Кулаками и пятками, когтями и клювом надо отбрыкиваться от этих «режиссеров». Что может ребенок противопоставить обывателю? Только независимость!

— А Мочалов и Грущук матерятся! — возразил на это Витя Паничкин.

— Стоит ли об этом при милиционере? — заколебался Владимир Петрович.

Он высоко ставил честь нашего интерната. Он прикипел к нему, он прожил тут свою жизнь. И, состарившись, давно уж не директор, вновь приходил сюда: придет и пройдет все от чердака до подвала, выйдет во двор, который веснами напролет заставлял нас поливать из резиновой кишки. Двор, в котором когда-то ожидала иной счастливой судьбы скульптура «Встреча».

— Плохое скрывать — оно все равно вылезет, — сказал Витя. — Я им еще маленьким за это дело язык чуть не вырвал — тянул!

— Ты сам, Витя, материшься, — сказал Мочало.

— Как ты смеешь говорить мне «ты»? — обиделся Витя.

— А что? Неправда?
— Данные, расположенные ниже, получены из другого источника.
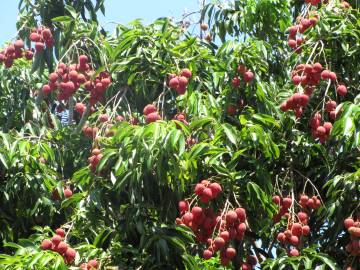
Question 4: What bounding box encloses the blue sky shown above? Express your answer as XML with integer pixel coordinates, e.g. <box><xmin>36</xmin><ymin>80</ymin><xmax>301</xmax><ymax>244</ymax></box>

<box><xmin>0</xmin><ymin>0</ymin><xmax>199</xmax><ymax>43</ymax></box>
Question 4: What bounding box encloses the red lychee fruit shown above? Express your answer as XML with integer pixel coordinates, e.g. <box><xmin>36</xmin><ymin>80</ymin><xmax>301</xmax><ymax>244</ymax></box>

<box><xmin>225</xmin><ymin>210</ymin><xmax>238</xmax><ymax>225</ymax></box>
<box><xmin>35</xmin><ymin>42</ymin><xmax>45</xmax><ymax>52</ymax></box>
<box><xmin>283</xmin><ymin>197</ymin><xmax>292</xmax><ymax>209</ymax></box>
<box><xmin>99</xmin><ymin>114</ymin><xmax>109</xmax><ymax>123</ymax></box>
<box><xmin>289</xmin><ymin>248</ymin><xmax>300</xmax><ymax>257</ymax></box>
<box><xmin>179</xmin><ymin>76</ymin><xmax>189</xmax><ymax>87</ymax></box>
<box><xmin>143</xmin><ymin>104</ymin><xmax>157</xmax><ymax>115</ymax></box>
<box><xmin>272</xmin><ymin>195</ymin><xmax>281</xmax><ymax>205</ymax></box>
<box><xmin>235</xmin><ymin>208</ymin><xmax>246</xmax><ymax>222</ymax></box>
<box><xmin>225</xmin><ymin>247</ymin><xmax>236</xmax><ymax>260</ymax></box>
<box><xmin>209</xmin><ymin>183</ymin><xmax>222</xmax><ymax>198</ymax></box>
<box><xmin>79</xmin><ymin>55</ymin><xmax>88</xmax><ymax>65</ymax></box>
<box><xmin>325</xmin><ymin>100</ymin><xmax>337</xmax><ymax>112</ymax></box>
<box><xmin>231</xmin><ymin>77</ymin><xmax>240</xmax><ymax>88</ymax></box>
<box><xmin>51</xmin><ymin>234</ymin><xmax>61</xmax><ymax>246</ymax></box>
<box><xmin>195</xmin><ymin>183</ymin><xmax>205</xmax><ymax>196</ymax></box>
<box><xmin>42</xmin><ymin>84</ymin><xmax>51</xmax><ymax>95</ymax></box>
<box><xmin>65</xmin><ymin>248</ymin><xmax>76</xmax><ymax>264</ymax></box>
<box><xmin>180</xmin><ymin>68</ymin><xmax>192</xmax><ymax>79</ymax></box>
<box><xmin>169</xmin><ymin>77</ymin><xmax>179</xmax><ymax>89</ymax></box>
<box><xmin>214</xmin><ymin>237</ymin><xmax>225</xmax><ymax>250</ymax></box>
<box><xmin>302</xmin><ymin>225</ymin><xmax>310</xmax><ymax>236</ymax></box>
<box><xmin>64</xmin><ymin>188</ymin><xmax>72</xmax><ymax>199</ymax></box>
<box><xmin>336</xmin><ymin>84</ymin><xmax>347</xmax><ymax>96</ymax></box>
<box><xmin>40</xmin><ymin>239</ymin><xmax>52</xmax><ymax>250</ymax></box>
<box><xmin>203</xmin><ymin>249</ymin><xmax>213</xmax><ymax>260</ymax></box>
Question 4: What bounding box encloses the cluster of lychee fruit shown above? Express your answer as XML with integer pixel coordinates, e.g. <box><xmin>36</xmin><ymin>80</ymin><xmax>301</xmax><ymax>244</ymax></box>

<box><xmin>88</xmin><ymin>148</ymin><xmax>103</xmax><ymax>172</ymax></box>
<box><xmin>344</xmin><ymin>217</ymin><xmax>360</xmax><ymax>256</ymax></box>
<box><xmin>29</xmin><ymin>27</ymin><xmax>55</xmax><ymax>52</ymax></box>
<box><xmin>52</xmin><ymin>187</ymin><xmax>73</xmax><ymax>201</ymax></box>
<box><xmin>79</xmin><ymin>259</ymin><xmax>98</xmax><ymax>270</ymax></box>
<box><xmin>280</xmin><ymin>63</ymin><xmax>347</xmax><ymax>143</ymax></box>
<box><xmin>42</xmin><ymin>55</ymin><xmax>111</xmax><ymax>105</ymax></box>
<box><xmin>231</xmin><ymin>64</ymin><xmax>254</xmax><ymax>88</ymax></box>
<box><xmin>0</xmin><ymin>39</ymin><xmax>34</xmax><ymax>68</ymax></box>
<box><xmin>288</xmin><ymin>11</ymin><xmax>319</xmax><ymax>53</ymax></box>
<box><xmin>40</xmin><ymin>228</ymin><xmax>76</xmax><ymax>264</ymax></box>
<box><xmin>168</xmin><ymin>68</ymin><xmax>192</xmax><ymax>95</ymax></box>
<box><xmin>273</xmin><ymin>194</ymin><xmax>321</xmax><ymax>257</ymax></box>
<box><xmin>82</xmin><ymin>125</ymin><xmax>99</xmax><ymax>138</ymax></box>
<box><xmin>310</xmin><ymin>111</ymin><xmax>336</xmax><ymax>144</ymax></box>
<box><xmin>203</xmin><ymin>207</ymin><xmax>247</xmax><ymax>265</ymax></box>
<box><xmin>40</xmin><ymin>228</ymin><xmax>98</xmax><ymax>270</ymax></box>
<box><xmin>143</xmin><ymin>104</ymin><xmax>162</xmax><ymax>124</ymax></box>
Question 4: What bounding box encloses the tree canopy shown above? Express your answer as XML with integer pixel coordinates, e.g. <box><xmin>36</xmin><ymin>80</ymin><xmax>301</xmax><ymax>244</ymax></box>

<box><xmin>0</xmin><ymin>0</ymin><xmax>360</xmax><ymax>270</ymax></box>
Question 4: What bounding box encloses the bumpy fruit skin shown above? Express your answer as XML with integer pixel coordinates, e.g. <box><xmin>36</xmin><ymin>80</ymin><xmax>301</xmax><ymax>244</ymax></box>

<box><xmin>178</xmin><ymin>201</ymin><xmax>189</xmax><ymax>213</ymax></box>
<box><xmin>79</xmin><ymin>55</ymin><xmax>88</xmax><ymax>65</ymax></box>
<box><xmin>51</xmin><ymin>235</ymin><xmax>61</xmax><ymax>246</ymax></box>
<box><xmin>99</xmin><ymin>114</ymin><xmax>109</xmax><ymax>123</ymax></box>
<box><xmin>55</xmin><ymin>228</ymin><xmax>65</xmax><ymax>238</ymax></box>
<box><xmin>42</xmin><ymin>84</ymin><xmax>51</xmax><ymax>95</ymax></box>
<box><xmin>169</xmin><ymin>78</ymin><xmax>179</xmax><ymax>89</ymax></box>
<box><xmin>272</xmin><ymin>195</ymin><xmax>281</xmax><ymax>205</ymax></box>
<box><xmin>65</xmin><ymin>248</ymin><xmax>76</xmax><ymax>264</ymax></box>
<box><xmin>203</xmin><ymin>249</ymin><xmax>213</xmax><ymax>260</ymax></box>
<box><xmin>225</xmin><ymin>210</ymin><xmax>238</xmax><ymax>224</ymax></box>
<box><xmin>302</xmin><ymin>225</ymin><xmax>310</xmax><ymax>236</ymax></box>
<box><xmin>344</xmin><ymin>218</ymin><xmax>355</xmax><ymax>229</ymax></box>
<box><xmin>214</xmin><ymin>237</ymin><xmax>225</xmax><ymax>250</ymax></box>
<box><xmin>57</xmin><ymin>242</ymin><xmax>68</xmax><ymax>254</ymax></box>
<box><xmin>180</xmin><ymin>68</ymin><xmax>192</xmax><ymax>79</ymax></box>
<box><xmin>289</xmin><ymin>248</ymin><xmax>300</xmax><ymax>257</ymax></box>
<box><xmin>41</xmin><ymin>239</ymin><xmax>53</xmax><ymax>250</ymax></box>
<box><xmin>64</xmin><ymin>188</ymin><xmax>72</xmax><ymax>199</ymax></box>
<box><xmin>143</xmin><ymin>104</ymin><xmax>157</xmax><ymax>115</ymax></box>
<box><xmin>231</xmin><ymin>77</ymin><xmax>240</xmax><ymax>88</ymax></box>
<box><xmin>283</xmin><ymin>197</ymin><xmax>292</xmax><ymax>209</ymax></box>
<box><xmin>336</xmin><ymin>85</ymin><xmax>347</xmax><ymax>96</ymax></box>
<box><xmin>235</xmin><ymin>208</ymin><xmax>246</xmax><ymax>222</ymax></box>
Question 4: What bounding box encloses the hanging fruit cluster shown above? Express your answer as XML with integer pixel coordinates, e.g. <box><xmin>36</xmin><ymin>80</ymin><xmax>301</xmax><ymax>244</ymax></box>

<box><xmin>143</xmin><ymin>104</ymin><xmax>161</xmax><ymax>124</ymax></box>
<box><xmin>42</xmin><ymin>55</ymin><xmax>111</xmax><ymax>105</ymax></box>
<box><xmin>29</xmin><ymin>27</ymin><xmax>55</xmax><ymax>52</ymax></box>
<box><xmin>176</xmin><ymin>180</ymin><xmax>256</xmax><ymax>269</ymax></box>
<box><xmin>89</xmin><ymin>148</ymin><xmax>103</xmax><ymax>172</ymax></box>
<box><xmin>168</xmin><ymin>68</ymin><xmax>192</xmax><ymax>95</ymax></box>
<box><xmin>280</xmin><ymin>0</ymin><xmax>347</xmax><ymax>144</ymax></box>
<box><xmin>0</xmin><ymin>39</ymin><xmax>34</xmax><ymax>68</ymax></box>
<box><xmin>273</xmin><ymin>194</ymin><xmax>321</xmax><ymax>257</ymax></box>
<box><xmin>40</xmin><ymin>228</ymin><xmax>98</xmax><ymax>270</ymax></box>
<box><xmin>231</xmin><ymin>64</ymin><xmax>254</xmax><ymax>88</ymax></box>
<box><xmin>344</xmin><ymin>217</ymin><xmax>360</xmax><ymax>256</ymax></box>
<box><xmin>40</xmin><ymin>228</ymin><xmax>76</xmax><ymax>264</ymax></box>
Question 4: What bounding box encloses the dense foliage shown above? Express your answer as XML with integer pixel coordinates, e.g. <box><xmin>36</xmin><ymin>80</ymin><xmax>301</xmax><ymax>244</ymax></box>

<box><xmin>0</xmin><ymin>0</ymin><xmax>360</xmax><ymax>270</ymax></box>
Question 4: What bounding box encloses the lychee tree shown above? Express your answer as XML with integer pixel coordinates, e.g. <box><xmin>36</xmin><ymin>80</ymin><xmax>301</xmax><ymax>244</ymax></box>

<box><xmin>0</xmin><ymin>0</ymin><xmax>360</xmax><ymax>269</ymax></box>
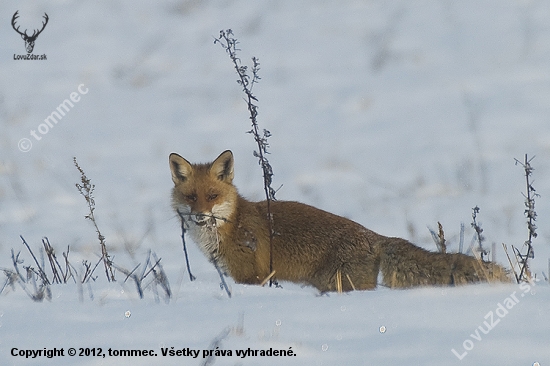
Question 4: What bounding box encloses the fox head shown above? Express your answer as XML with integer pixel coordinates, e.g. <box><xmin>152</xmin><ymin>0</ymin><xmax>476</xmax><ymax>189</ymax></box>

<box><xmin>170</xmin><ymin>150</ymin><xmax>237</xmax><ymax>226</ymax></box>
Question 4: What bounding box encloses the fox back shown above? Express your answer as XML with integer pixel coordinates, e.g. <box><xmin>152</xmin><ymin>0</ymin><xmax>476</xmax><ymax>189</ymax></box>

<box><xmin>169</xmin><ymin>150</ymin><xmax>506</xmax><ymax>292</ymax></box>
Скажи, Козявка!

Козявка — крошечный восьмиклассник, «рыба-прилипала» Мочалова, подтвердил.

— Я заикаюсь, — говорит Паничкин. — Мне доктор разрешил… вставлять.

— Я тоже заикаюсь, — гордо сказал Григорий Максович. — Заикаюсь, но не матерюсь. Знаете, что говорил Эммануил Кант? «Больше всего меня удивляют две вещи — звездное небо над головой и нравственный закон внутри нас».